Mutants of BEI have been analyzed in maize [194, 195], rice [6, 196] and wheat [197] endosperms, and the gene repressed in potato tubers [198]. In all cases, deletion or reduction of BEI resulted in only minor changes on starch structure/amount at best, such that its function in vivo remains unclear. Reduction of most or all BEII activity, however, caused marked alterations in starch and the well-known amylose-extender (ae) phenotype. This phenotype was observed in beIIb mutants of maize [199] and rice [200], in beIIa mutants of durum wheat [201], in mutants of BEII in pea (yielding the wrinkled-seed mutants studied by Gregor Mendel [202, 203]) and in double repressor lines of BEIIa and BEIIb in wheat and barley [204, 205]. The ae phenotype is characterized by altered amylopectin structure with longer external and internal chains and, in some cases, increased levels of amylose [6, 106, 202, 206, 207, 208]. Due to its special swelling and gelatinization properties and reduced digestibility in the digestive tract, ae starch is of special interest both for industry and human health [11, 30]. In rice grains, expression levels of BEIIb correlated with amylopectin structure, and increasing repression of BEIIb was accompanied by a change from A to C to B polymorph [207, 209]. Upon overexpression of BEIIb, glucans with lower crystallinity than normal were observed and soluble glucans also accumulated [209].

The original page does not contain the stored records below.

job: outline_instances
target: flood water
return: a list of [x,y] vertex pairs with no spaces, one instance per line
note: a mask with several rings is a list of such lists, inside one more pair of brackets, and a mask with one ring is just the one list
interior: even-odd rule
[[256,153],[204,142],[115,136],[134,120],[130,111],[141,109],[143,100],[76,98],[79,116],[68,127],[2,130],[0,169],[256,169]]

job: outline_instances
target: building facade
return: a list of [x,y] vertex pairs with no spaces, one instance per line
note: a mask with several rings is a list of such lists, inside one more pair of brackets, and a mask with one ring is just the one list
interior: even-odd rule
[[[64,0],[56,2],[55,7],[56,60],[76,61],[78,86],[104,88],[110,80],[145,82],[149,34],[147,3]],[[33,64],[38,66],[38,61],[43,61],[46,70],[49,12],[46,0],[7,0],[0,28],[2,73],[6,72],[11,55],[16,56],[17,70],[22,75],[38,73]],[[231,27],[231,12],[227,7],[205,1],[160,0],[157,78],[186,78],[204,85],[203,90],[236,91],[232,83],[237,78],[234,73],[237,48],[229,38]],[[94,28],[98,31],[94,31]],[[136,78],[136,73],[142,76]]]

In potato tubers, repression of BEII led to amylopectin with longer chains [210], but a high amylose content was only seen upon suppression of both class I and II BE genes [211]. This high-amylose starch also had high phosphate levels—another feature of considerable industrial interest. However, the overall starch yield was severely reduced [211]. Overexpression of BEII in potato was recently reported to increase the abundance of short amylopectin chains (mostly DP 6), lower the gelatinization temperature of the starch and to reduce the phosphate content [212].

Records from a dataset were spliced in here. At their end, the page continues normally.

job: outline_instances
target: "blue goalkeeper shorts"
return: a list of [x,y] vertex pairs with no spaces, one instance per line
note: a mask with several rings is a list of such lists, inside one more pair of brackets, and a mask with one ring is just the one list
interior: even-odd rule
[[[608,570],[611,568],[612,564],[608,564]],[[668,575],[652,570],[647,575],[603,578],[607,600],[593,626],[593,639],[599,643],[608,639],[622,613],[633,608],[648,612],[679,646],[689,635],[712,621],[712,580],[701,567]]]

Some mutations in BE affect leaf starch metabolism. Maize beIIa mutants have normal endosperm starch, but mostly replace leaf starch by a glucan of low molecular weight and a low degree of branching [213, 214]. Although BEIIa is the predominant BE in maize leaves, transcripts of BEI were also found in the leaf [214], presumably accounting for the residual glucan synthesis. In Arabidopsis, mutants disrupted in both class II BEs (BE2 and BE3) exhibit a complete loss of BE activity and fail to produce starch. Instead they accumulate high amounts of maltose [179]. It was hypothesized that this water-soluble glucan was generated during the simultaneous synthesis of linear chains by SSs and degradation by the plastidial α-amylase 3 (AMY3) and/or β-amylases.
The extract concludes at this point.